Aqui a psicóloga e pesquisadora Ivelise Fortim, que tive o prazer de entrevistar no Primeiro Contato, fala sobre o perigo de jogos de apostas voltados à crianças e adolescentes (uma facilidade que o PL garantiria às empresas de “fantasy sports”) pic.twitter.com/Q1oKcEUmG1
— Rique Sampaio | Novo podcast: Código do Caos (@RiqueSampaio) September 21, 2023
Se o texto for discutido pelos parlamentares de forma “sóbria”, diz Zambarda, a previsão é que o PL exclua os fantasy games e a ABFS volte a tentar uma regulamentação própria, abrindo espaço para que os esportes eletrônicos propriamente ditos entrem no texto do projeto.

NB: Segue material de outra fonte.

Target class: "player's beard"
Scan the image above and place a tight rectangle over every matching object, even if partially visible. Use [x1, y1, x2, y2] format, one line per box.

Ele opinou, ainda, ter a impressão de que o governo irá retornar com o objetivo de taxar apostas esportivas no país, especialmente levando em conta que a arrecadação será coordenada integralmente pelo Ministério da Fazenda.
“Se houver discussão, é possível que o melhor Marco seja aprovado”, diz Zambarda ao reforçar, novamente, a urgência de maior inserção das entidades, organizações e empresas brasileiras focadas em jogos eletrônicos no desenvolvimento da regulamentação da indústria.